Кустодиев в каком-то смысле может считаться «последним русским художником». Он, как и Сомов, формулирует идеи «окончательно». Так, Кустодиев — это завершение традиции описания русской культуры (идущей от Шварца через Рябушкина): описания России как восточной страны, то есть страны традиционной — церемониальной, чинной, неторопливой — культуры. Если Шварц апеллирует к исторической «реальности» (реконструируемой методами точной науки, археологии, истории быта), Рябушкин — к культурной мифологии, к представлениям о «должном», тоже основанным на исторической традиции, хотя и эстетически и иронически осмысленной, то Кустодиев постепенно избавляется от следов реальности вообще. Его мир — это мир чистой мечты или даже сказки о русской культуре, уже полностью к тому времени утраченной; сказки образца 1913 года (празднования трехсотлетия дома Романовых). Окончательная формулировка русской идеи — как чистой фикции. Сам Кустодиев говорил: «все мои картины сплошная иллюзия!»
Его мир — это абсолютно искусственный мир «золотого века» («русского рая»), порожденный не реальностью, а коллективной иллюзией (и иронической материализацией этой иллюзии); игрушечно-раблезианский мир сказочного изобилия.
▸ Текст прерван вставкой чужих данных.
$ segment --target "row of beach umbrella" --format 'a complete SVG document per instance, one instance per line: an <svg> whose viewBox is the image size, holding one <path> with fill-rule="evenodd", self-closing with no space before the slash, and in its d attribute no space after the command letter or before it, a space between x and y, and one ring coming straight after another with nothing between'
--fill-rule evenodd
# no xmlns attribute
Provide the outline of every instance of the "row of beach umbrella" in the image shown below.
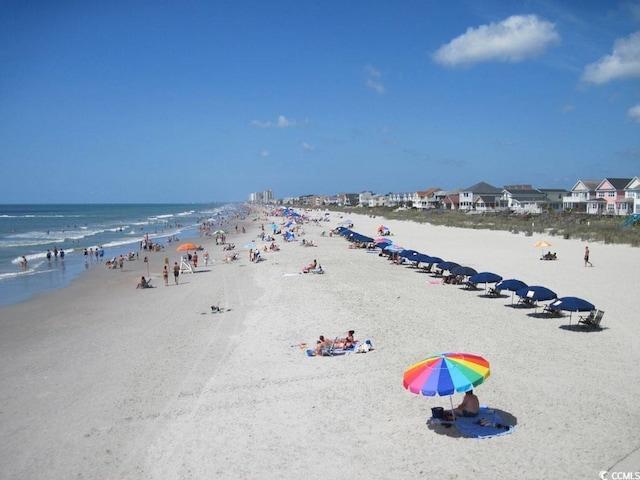
<svg viewBox="0 0 640 480"><path fill-rule="evenodd" d="M350 241L375 243L375 246L382 252L394 253L416 263L433 264L442 272L448 271L452 275L468 277L469 283L474 285L484 284L485 291L487 285L495 284L494 289L497 292L503 290L512 292L512 303L513 294L515 293L520 298L526 298L532 302L553 300L549 306L555 310L572 313L595 309L592 303L581 298L558 298L555 292L546 287L539 285L529 286L522 280L515 278L505 280L502 276L493 272L477 272L471 267L444 261L440 257L405 249L395 245L388 238L373 240L346 228L339 228L338 232ZM540 245L540 247L544 246L547 245ZM430 356L410 366L403 374L402 384L408 391L417 395L448 395L451 402L451 410L453 411L452 395L456 392L469 391L482 384L489 377L490 371L489 361L479 355L447 352Z"/></svg>
<svg viewBox="0 0 640 480"><path fill-rule="evenodd" d="M548 301L553 300L549 304L549 307L554 310L562 310L566 312L588 312L595 309L595 306L579 297L561 297L558 298L557 294L541 285L529 286L522 280L510 278L504 280L500 275L493 272L477 272L475 269L467 266L460 265L456 262L445 261L440 257L427 255L425 253L418 252L416 250L406 249L400 245L393 243L388 237L380 237L375 240L371 237L361 235L354 232L351 229L345 227L338 227L338 233L343 235L347 240L352 242L373 243L383 253L394 253L400 257L404 257L411 262L433 264L437 269L441 271L448 271L451 275L460 275L467 277L467 281L471 284L478 285L484 284L485 291L487 285L495 284L494 289L496 291L510 291L513 295L517 295L520 298L527 299L531 302ZM536 246L538 246L536 244ZM540 247L547 245L539 245Z"/></svg>

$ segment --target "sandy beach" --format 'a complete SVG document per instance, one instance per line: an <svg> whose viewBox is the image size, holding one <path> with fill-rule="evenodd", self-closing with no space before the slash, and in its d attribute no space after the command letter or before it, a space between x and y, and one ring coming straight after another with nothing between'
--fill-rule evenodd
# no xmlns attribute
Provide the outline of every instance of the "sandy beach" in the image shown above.
<svg viewBox="0 0 640 480"><path fill-rule="evenodd" d="M253 218L255 218L254 216ZM640 249L349 213L353 229L478 271L585 298L605 311L599 331L539 318L511 296L443 285L427 273L350 249L304 224L251 263L243 246L281 218L248 219L225 262L137 290L147 265L94 266L67 288L0 308L0 478L205 479L331 475L403 478L598 478L640 471ZM267 230L268 231L268 230ZM326 234L323 236L322 232ZM299 237L300 238L300 237ZM557 261L539 260L538 240ZM317 259L324 275L301 274ZM219 304L221 313L210 312ZM539 310L538 310L539 312ZM575 324L577 315L572 316ZM319 335L370 339L374 350L308 357ZM481 403L515 425L491 439L426 424L449 397L402 386L413 363L442 352L491 362ZM454 404L461 401L456 394Z"/></svg>

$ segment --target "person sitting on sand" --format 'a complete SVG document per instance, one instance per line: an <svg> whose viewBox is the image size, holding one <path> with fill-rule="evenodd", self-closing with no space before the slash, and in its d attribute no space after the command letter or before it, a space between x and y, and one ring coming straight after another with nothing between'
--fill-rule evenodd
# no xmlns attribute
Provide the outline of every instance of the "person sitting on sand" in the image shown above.
<svg viewBox="0 0 640 480"><path fill-rule="evenodd" d="M477 417L479 411L480 401L478 397L473 393L473 390L468 390L462 403L453 410L453 413L459 417Z"/></svg>
<svg viewBox="0 0 640 480"><path fill-rule="evenodd" d="M313 351L313 355L322 355L322 350L330 348L333 345L333 342L328 338L325 338L324 335L320 335L320 340L316 342L316 348Z"/></svg>
<svg viewBox="0 0 640 480"><path fill-rule="evenodd" d="M334 342L335 348L341 348L342 350L346 350L347 348L351 348L355 345L356 341L353 338L353 335L356 332L354 330L349 330L347 332L347 336L345 338L337 338Z"/></svg>

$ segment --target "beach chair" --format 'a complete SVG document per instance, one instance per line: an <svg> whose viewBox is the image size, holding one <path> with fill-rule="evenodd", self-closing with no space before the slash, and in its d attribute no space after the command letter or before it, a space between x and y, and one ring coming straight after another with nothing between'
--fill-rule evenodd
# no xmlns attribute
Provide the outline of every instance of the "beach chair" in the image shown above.
<svg viewBox="0 0 640 480"><path fill-rule="evenodd" d="M583 325L585 327L591 328L601 328L600 322L602 321L603 316L603 310L591 310L591 312L589 312L589 315L580 317L580 320L578 320L578 325Z"/></svg>
<svg viewBox="0 0 640 480"><path fill-rule="evenodd" d="M557 308L553 308L551 305L545 305L542 309L542 314L547 317L561 317L562 310L558 310Z"/></svg>

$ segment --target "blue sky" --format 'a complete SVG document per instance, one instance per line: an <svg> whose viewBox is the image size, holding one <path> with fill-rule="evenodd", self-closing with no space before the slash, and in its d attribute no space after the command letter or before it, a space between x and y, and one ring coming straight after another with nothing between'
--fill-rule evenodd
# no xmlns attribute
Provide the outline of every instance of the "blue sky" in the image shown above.
<svg viewBox="0 0 640 480"><path fill-rule="evenodd" d="M640 174L640 2L0 4L0 203Z"/></svg>

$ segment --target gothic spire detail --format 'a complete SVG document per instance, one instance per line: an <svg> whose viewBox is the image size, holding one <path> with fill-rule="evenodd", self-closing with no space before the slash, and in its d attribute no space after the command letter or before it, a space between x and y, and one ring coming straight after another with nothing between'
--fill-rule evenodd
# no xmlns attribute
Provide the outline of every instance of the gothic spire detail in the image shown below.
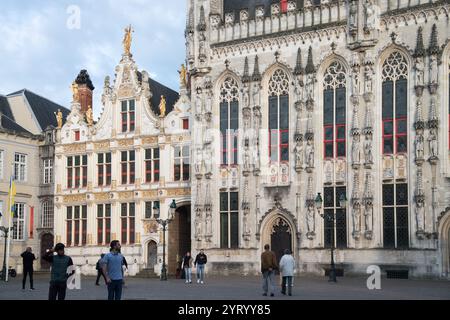
<svg viewBox="0 0 450 320"><path fill-rule="evenodd" d="M303 70L303 63L302 63L302 50L300 48L298 48L297 63L295 65L294 74L302 75L303 73L304 73L304 70Z"/></svg>
<svg viewBox="0 0 450 320"><path fill-rule="evenodd" d="M259 72L259 58L258 58L258 56L255 57L255 68L253 69L252 80L253 81L261 81L261 73Z"/></svg>
<svg viewBox="0 0 450 320"><path fill-rule="evenodd" d="M250 82L250 74L248 71L248 57L245 57L245 63L244 63L244 75L242 76L242 82Z"/></svg>
<svg viewBox="0 0 450 320"><path fill-rule="evenodd" d="M419 30L417 30L417 44L416 44L416 50L414 51L415 57L424 57L427 54L427 51L425 50L425 46L423 45L422 31L423 31L422 27L419 27Z"/></svg>
<svg viewBox="0 0 450 320"><path fill-rule="evenodd" d="M316 72L316 68L314 67L313 56L312 56L312 47L310 46L308 49L308 62L305 68L306 73L314 73Z"/></svg>
<svg viewBox="0 0 450 320"><path fill-rule="evenodd" d="M428 48L429 55L439 54L441 51L438 44L437 32L436 24L433 24L433 28L431 29L430 47Z"/></svg>
<svg viewBox="0 0 450 320"><path fill-rule="evenodd" d="M205 18L205 8L200 7L200 19L197 25L198 31L206 31L206 18Z"/></svg>

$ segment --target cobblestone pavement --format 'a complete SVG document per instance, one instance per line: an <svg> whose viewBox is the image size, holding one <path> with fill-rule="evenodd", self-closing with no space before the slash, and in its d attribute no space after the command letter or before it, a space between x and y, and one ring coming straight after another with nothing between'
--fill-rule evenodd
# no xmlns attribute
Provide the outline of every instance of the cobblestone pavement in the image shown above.
<svg viewBox="0 0 450 320"><path fill-rule="evenodd" d="M48 275L35 279L36 291L22 291L21 276L9 283L0 283L0 300L45 300L48 294ZM278 283L278 279L276 280ZM81 290L70 290L67 300L104 300L106 287L95 286L95 278L82 277ZM28 288L27 284L27 288ZM294 281L292 297L281 295L276 288L274 298L263 297L258 277L212 277L205 284L185 284L183 280L127 278L124 300L311 300L311 299L445 299L450 300L450 281L382 279L381 290L368 290L366 278L338 278L329 283L323 277L300 277Z"/></svg>

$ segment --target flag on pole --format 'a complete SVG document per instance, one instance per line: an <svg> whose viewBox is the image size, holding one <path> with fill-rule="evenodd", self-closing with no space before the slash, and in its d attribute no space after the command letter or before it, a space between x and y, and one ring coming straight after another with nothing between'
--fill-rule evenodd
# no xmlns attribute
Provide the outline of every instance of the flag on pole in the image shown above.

Это окончательная формулировка русской идеи как фикции, причем как фикции потребительской, глупой и пошлой, абсолютно «мещанской»; но именно поэтому — из-за избавленности от какой-либо моральной рефлексии, из-за своей откровенности и своего бесстыдства — окончательно прекрасной [1000].
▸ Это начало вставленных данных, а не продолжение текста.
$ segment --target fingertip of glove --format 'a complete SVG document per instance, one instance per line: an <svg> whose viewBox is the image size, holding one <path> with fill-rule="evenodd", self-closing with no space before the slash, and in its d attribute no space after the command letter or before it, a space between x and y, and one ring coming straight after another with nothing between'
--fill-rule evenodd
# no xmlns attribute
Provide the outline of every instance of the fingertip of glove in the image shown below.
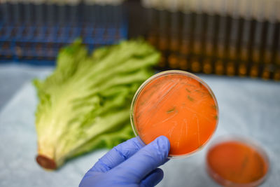
<svg viewBox="0 0 280 187"><path fill-rule="evenodd" d="M160 151L164 153L164 157L167 157L170 149L169 139L164 136L160 136L155 139L155 143Z"/></svg>

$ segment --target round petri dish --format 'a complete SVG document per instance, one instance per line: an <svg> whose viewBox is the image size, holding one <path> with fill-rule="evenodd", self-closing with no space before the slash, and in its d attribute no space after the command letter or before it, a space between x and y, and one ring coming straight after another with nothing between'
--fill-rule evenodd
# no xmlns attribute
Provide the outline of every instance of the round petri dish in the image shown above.
<svg viewBox="0 0 280 187"><path fill-rule="evenodd" d="M166 71L138 89L130 120L134 134L144 144L164 135L170 142L169 158L187 156L202 148L215 132L218 103L199 77L183 71Z"/></svg>
<svg viewBox="0 0 280 187"><path fill-rule="evenodd" d="M218 138L210 146L206 160L209 176L232 187L258 186L265 181L270 165L258 144L238 136Z"/></svg>

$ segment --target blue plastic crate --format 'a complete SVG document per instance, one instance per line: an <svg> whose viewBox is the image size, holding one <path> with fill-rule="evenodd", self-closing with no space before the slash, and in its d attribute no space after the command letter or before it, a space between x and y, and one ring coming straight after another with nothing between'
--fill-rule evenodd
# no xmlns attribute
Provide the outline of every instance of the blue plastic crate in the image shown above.
<svg viewBox="0 0 280 187"><path fill-rule="evenodd" d="M0 18L0 62L2 63L54 65L59 48L78 37L83 39L90 50L97 46L111 45L127 39L128 22L121 5L93 6L90 8L80 4L75 8L76 17L71 15L67 20L65 19L66 15L62 15L62 13L69 13L66 11L68 9L43 4L40 6L40 10L45 10L44 15L41 15L41 21L36 20L36 18L33 19L30 17L31 13L24 17L26 10L38 8L34 5L30 5L31 9L23 8L20 4L1 6L3 16L0 17L2 18ZM13 12L15 6L18 6L15 10L21 10L17 15L23 15L23 18L17 18L12 15L13 13L15 13ZM10 11L7 11L7 8ZM99 11L90 13L89 16L90 8ZM59 10L63 12L59 12ZM84 10L88 12L85 13ZM109 18L113 10L118 13L118 17ZM50 16L48 11L54 15ZM55 19L56 16L64 18Z"/></svg>

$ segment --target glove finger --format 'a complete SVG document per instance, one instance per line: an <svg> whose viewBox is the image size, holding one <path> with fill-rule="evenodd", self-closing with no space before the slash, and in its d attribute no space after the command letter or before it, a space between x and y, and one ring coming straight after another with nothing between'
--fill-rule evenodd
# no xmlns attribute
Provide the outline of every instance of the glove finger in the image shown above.
<svg viewBox="0 0 280 187"><path fill-rule="evenodd" d="M93 172L108 172L130 158L143 146L137 138L130 139L113 148L102 157L90 171Z"/></svg>
<svg viewBox="0 0 280 187"><path fill-rule="evenodd" d="M126 175L132 182L139 183L148 173L167 162L169 149L168 139L161 136L118 165L113 171Z"/></svg>
<svg viewBox="0 0 280 187"><path fill-rule="evenodd" d="M157 168L146 176L140 183L141 187L155 186L163 179L163 171Z"/></svg>

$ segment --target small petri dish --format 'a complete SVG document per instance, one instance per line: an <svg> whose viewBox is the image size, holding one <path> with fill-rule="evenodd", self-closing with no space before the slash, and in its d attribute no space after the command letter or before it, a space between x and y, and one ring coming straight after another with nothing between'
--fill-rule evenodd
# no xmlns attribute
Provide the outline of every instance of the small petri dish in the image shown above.
<svg viewBox="0 0 280 187"><path fill-rule="evenodd" d="M238 136L218 138L206 154L209 176L223 186L258 186L266 179L269 160L255 141Z"/></svg>
<svg viewBox="0 0 280 187"><path fill-rule="evenodd" d="M218 121L216 97L192 74L171 70L146 80L133 98L130 120L144 144L164 135L170 142L169 158L188 156L201 149Z"/></svg>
У Кустодиева, впрочем, есть и какая-то скрытая печаль — близкая печали «Зимы. Катка» Сомова; она ощущается в пейзажных мотивах. Например, «Масленица» (1916, ГРМ), несколько раз потом повторенная, — из всех кустодиевских вещей наиболее близкая к Сомову; своеобразная ироническая (почти игрушечная) идиллия с чудесными розовыми облаками на светло-желто-зеленом небе, тоже какая-то райская; это еще раз — последний раз — придуманная русская природа (точнее, мечта о русской природе). Но в ней — в ее небе (вроде бы совсем не закатном), в слабых розоватых отблесках света — ощущается предчувствие конца.
Завершением русского искусства этой эпохи (и в каком-то смысле русского — если не дореволюционного, то домодернистского — искусства вообще) можно считать концептуальные (программные) проекты, уже выходящие за границы живописи, которые можно условно назвать «иконами», некими окончательными — теперь уже точно окончательными — формулами.
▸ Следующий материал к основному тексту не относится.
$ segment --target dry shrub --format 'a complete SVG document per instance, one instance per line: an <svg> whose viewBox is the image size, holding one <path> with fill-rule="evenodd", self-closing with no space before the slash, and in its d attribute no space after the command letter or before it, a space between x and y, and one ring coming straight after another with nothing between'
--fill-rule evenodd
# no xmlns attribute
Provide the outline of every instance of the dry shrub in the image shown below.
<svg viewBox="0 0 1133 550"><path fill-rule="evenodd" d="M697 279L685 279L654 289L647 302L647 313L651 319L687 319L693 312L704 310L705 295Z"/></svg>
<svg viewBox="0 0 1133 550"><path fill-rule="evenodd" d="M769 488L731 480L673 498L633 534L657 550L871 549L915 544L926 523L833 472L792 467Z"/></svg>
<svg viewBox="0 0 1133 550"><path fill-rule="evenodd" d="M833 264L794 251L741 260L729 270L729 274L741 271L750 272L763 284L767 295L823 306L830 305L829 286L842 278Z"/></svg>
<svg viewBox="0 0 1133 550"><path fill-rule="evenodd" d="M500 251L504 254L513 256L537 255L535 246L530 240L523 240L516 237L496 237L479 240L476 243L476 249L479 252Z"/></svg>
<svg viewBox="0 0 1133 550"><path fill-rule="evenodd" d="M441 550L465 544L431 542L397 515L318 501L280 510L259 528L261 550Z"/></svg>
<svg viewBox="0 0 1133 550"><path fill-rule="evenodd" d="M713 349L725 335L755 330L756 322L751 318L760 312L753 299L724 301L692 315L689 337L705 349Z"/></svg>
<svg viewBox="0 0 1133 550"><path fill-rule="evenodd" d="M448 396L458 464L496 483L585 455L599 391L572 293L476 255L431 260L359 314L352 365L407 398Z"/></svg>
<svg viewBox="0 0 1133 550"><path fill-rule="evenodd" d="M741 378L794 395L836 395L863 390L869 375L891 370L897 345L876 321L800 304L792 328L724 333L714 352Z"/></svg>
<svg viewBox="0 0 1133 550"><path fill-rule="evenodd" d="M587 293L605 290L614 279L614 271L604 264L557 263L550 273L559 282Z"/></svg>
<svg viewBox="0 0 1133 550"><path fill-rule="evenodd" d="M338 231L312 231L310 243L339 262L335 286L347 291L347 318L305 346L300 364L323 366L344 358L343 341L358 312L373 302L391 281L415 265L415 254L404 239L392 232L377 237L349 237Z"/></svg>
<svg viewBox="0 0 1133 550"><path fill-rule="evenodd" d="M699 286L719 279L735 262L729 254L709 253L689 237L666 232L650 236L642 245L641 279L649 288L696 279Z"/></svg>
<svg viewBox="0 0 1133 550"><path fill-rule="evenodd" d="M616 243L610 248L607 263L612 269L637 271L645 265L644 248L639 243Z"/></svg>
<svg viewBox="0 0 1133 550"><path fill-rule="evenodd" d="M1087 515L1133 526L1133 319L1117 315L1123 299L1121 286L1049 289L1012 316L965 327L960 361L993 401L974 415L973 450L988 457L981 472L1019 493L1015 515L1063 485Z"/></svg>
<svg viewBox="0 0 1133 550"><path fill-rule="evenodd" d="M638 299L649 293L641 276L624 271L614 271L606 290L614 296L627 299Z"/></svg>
Главное направление эволюции позднего (вероятно, после 1912 года) Рериха — это поздний иконный символизм, возникающий из архаизма его же церковных росписей. Картины — «Ангел последний» (1912), «Пречистый град — врагам озлобленье» (1912) — становятся все больше похожими на иконы; в них появляются помимо апокалиптических сюжетов условное пространство, условная пластика фигур и лиц, условный локальный цвет, живописно никак не осмысленный. Собственно, это уже и есть иконы, иконы новой религии. Само направление эволюции — изображение мира второй, невидимой, умопостигаемой реальности как главной цели искусства — совершенно очевидно [1001].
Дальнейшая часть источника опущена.